Tópico em 'Literatura Estrangeira' iniciado por Márcio Bicalho, 22 Abr 2008.

  1. Márcio Bicalho

    Márcio Bicalho Usuário

    [attachment=107][attachment=106]Minha filha sempre gosta de revisitar As Histórias Preferidas das Crianças Japonesas, da editora JBC, uma compilação em dois volumes de histórias japonesas tradicionais para crianças feita por Florence Sakade.

    O livro foi lançado nos EUA em 1953 e está há mais de 50 anos entre os títulos infantis mais vendidos do mundo. A edição brasileira é a única no mundo publicada com o texto em duas línguas, português e japonês. Além da escrita em kanji, optou-se também por incluir o texto em furigana, a escrita em hiragana em cima de cada kanji, para que crianças ou estudantes de japonês tenham menos dificuldades.

    Outro destaque são as ilustrações criadas especialmente para celebrar o 50º aniversário deste best-seller infantil nos EUA, em 2003. Preparadas pelo artista japonês Yoshisuke Kurosaki no primeiro volume e por Yoshio Hayashi no segundo volume, elas foram adaptadas e receberam novas cores sem perder o traço tradicional.

    Dragões, ogros e outros seres fantásticos do imaginário japonês ensinam lições de coragem, bondade e amizade em 36 histórias. As lendas são relatadas de forma simples para serem entendidas pelas crianças pequenas e com o encanto e o mistério necessários para prender a atenção dos maiores.

    Curiosamente, algumas histórias têm similares em histórias de outras regiões do mundo. É o caso de As Aventuras de Kintaro, muito parecido com a lenda indiana de Mowgli o Menino Lobo, ou O Pilão Mágico, muito parecido com a lenda finlandesa que explica porque o mar é salgado.

    Uma das histórias do primeiro volume, A Aranha Tecelã:

    [attachment=108]

    “Certa vez, um jovem camponês chamado Yosaku estava trabalhando nos campos quando viu uma cobra prestes a comer uma aranha. Yosaku sentiu pena da aranha, então correu com sua enxada em direção à cobra e a afugentou. A aranha desapareceu no mato, mas antes deu a impressão de parar por um instante e se inclinar agradecida diante do jovem camponês.

    Uma manhã, pouco tempo depois de ter salvo a aranha da cobra, Yosaku estava em sua casa quando ouviu uma voz fininha chamando do lado de fora:

    - Tio Yosaku!

    Ele abriu a porta e viu uma bela garota ali parada.

    - Ouvi dizer que você procura uma tecelã. Não gostaria de me deixar viver aqui e tecer para você? - perguntou a garota.

    Yosaku ficou muito satisfeito pois ele realmente precisava de alguém para lhe ajudar. Ele mostrou o quarto de tecelagem à garota, que começou a trabalhar com algodão no tear. No final do dia, Yosaku foi ver o que ela tinha feito e ficou muito surpreso ao notar que ela havia tecido oito longas peças de roupa, o suficiente para fazer oito quimonos. Ele nunca tinha ouvido falar de qualquer pessoa que tecesse tanto em um único dia.

    - Como conseguiu tecer tantas peças de roupa? - ele perguntou à garota.

    Mas, em vez de respondê-lo, ela disse:

    - Você não devia me perguntar isso. E jamais deve ir até o quarto de tecelagem quando eu estiver trabalhando.
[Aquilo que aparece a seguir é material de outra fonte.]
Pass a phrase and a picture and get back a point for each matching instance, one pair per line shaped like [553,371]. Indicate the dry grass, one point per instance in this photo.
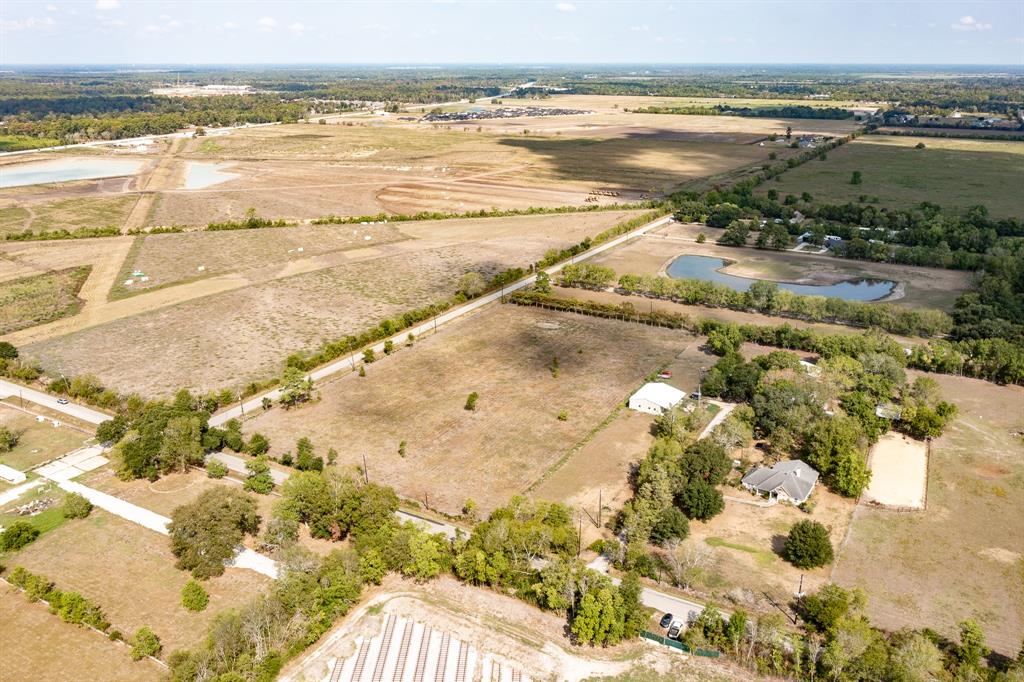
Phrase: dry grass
[130,572]
[40,298]
[953,173]
[504,354]
[39,645]
[39,442]
[923,287]
[962,557]
[278,309]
    Yosaku, no entanto, ficou muito curioso. Um dia ele foi silenciosamente até o quarto de tecelagem e espiou pela janela. E o que ele viu realmente o surpreendeu! Não era a garota que estava sentada no tear, mas uma grande aranha, tecendo muito rapidamente com suas oito pernas. Para isso, ela usava sua própria teia de aranha, que saía de sua boca.

    Yosaku olhou novamente e viu que aquela era a mesma aranha que ele tinha salvado da cobra. Então compreendeu tudo. A aranha tinha ficado tão grata por sua ajuda que quis fazer algo para retribuir.

    Assim, ela se transformara em uma bela garota para ajudá-lo a tecer. Ao comer o algodão que estava no quarto de tecelagem, ela era capaz de fabricar o fio como se fizesse uma teia, e podia tecer as peças de roupa muito, muito rapidamente.

    Yosaku ficou muito agradecido à aranha por sua ajuda. Ele viu que o algodão estava quase acabando e, no dia seguinte, saiu para o vilarejo mais próximo, no outro lado das montanhas, para comprar mais. Ele comprou um grande saco de algodão e se pôs a caminho de casa, carregando o algodão em suas costas.

    No caminho, algo terrível aconteceu. Quando Yosaku sentou-se para descansar, a mesma cobra que ele tinha afugentado no momento em que atacava a aranha se aproximou e entrou furtivamente no saco de algodão. Porém, Yosaku não percebeu nada. Ele carregou o algodão até sua casa e o entregou à garota.

    Ela ficou muito satisfeita com o algodão, porque já tinha usado todo o restante. Assim, pegou o saco e o levou para o quarto de tecelagem.

    Logo que entrou no quarto, a garota se transformou em aranha e começou a comer o algodão, com a intenção de transformá-lo em fio. A aranha comeu, comeu e comeu, até que, de repente, a cobra saltou do meio do algodão diretamente sobre ela!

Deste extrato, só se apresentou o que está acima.